Hi friends! Can we talk?
I have been thinking a lot about how our little family will be changing soon. And I have been thinking a lot about how the birth of our baby will not only change our lives, but the lives of those around us. So many of you have been such a support to me, and I want you to know that I am still mindful of our friends who are still waiting. Something that is very important to me is that I don’t forget.
I don’t want to forget the things I have felt or the things I have learned. I know it hurts. Infertility sucks. I’ve been there! Heck, I AM there! I am SO grateful for the little miracle that is coming into our lives. I am in no means diminishing how grateful I am for our baby when I say that infertility is still hard.
That’s not to say that we aren’t over the moon excited. We are. That’s not to say that my infertility pain will still be as great as someone who still waits with empty arms. It won’t. In spite of infertility, I still get to be a mom. Adoption doesn’t cure infertility, but knowing that I can be a mother takes away a lot of the sting.
I guess my point is that even though we are expecting our little miracle in a few weeks, I haven’t magically forgotten all of the pain from the past several years. Nor would I want to. I don’t say that in a “wallowing in self pity” kind of way, rather a “I know it’s hard and I’m still there for you” kind of way. One of the things I struggle to understand is how people who at one time struggled with childlessness/infertility can seem to lose the sensitivity towards others that they used to desire for themselves. I really don’t want to be that kind of person.
So I have spent a lot of time trying to figure out how to strike a balance between voicing our excitement and allowing others to share in our joy, while remaining sensitive that our good news can also be hard news for some. And then I worry that by telling all of you this, you might think that I am being too egocentric by thinking what I write here on my little blog even matters that much one way or another.
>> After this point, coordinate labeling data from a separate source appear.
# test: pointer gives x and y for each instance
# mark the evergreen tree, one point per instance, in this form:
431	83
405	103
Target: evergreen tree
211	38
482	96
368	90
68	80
I overthink things. It’s a gift. But I did want to tell you how I’m feeling because you DO matter to me and I DON’T want to be a stinker. I want you to know I’m trying.
I found some articles that really helped me to process all of this. The first is from An Infertile Adoptive Mom. This was one of my favorite parts:
“The main thing I wanted to get across to the audience was that they did not have to "get over" their infertility in order to choose adoption. I felt like this was the best gift I could give them. It was permission for them to still be grieving their biological child while rejoicing their child who would be theirs through adoption. I told them it was OK if they still didn't want to attend baby showers, baptisms, certain family functions, or to be around pregnant women. That didn't mean that they shouldn't adopt. It means that they are infertile and always will be. That is what they have to accept.”
Jill (from the Happiest Sad) also wrote an AMAZING blog post (it was actually a copy of her presentation from FSA) on grief. You really should read what she had to say. It was so insightful to learn more about grieving from a birthmother’s perspective. And it reminded me again that even though our experiences are different, our emotions are universal. One thing that Jill said that really stood out to me was this:
“I should also mention that you may experience several of these feelings at once. It is possible to feel more than one emotion at a time. It doesn't mean you're crazy. It means you're human. You are absolutely allowed to feel happy for someone and jealous of them at the same time. You can feel sad and happy at the same time (and I'm the "happiest sad" chick, so trust me on this one). You can feel grateful and impatient. You can feel depressed at the same time you feel a lot of love.”
Perhaps my take home message is that I know that we are all down here on earth together to help one another. Even if my wait is winding down, I hope that I can use the things I have learned to help lift someone else. I want to always remember.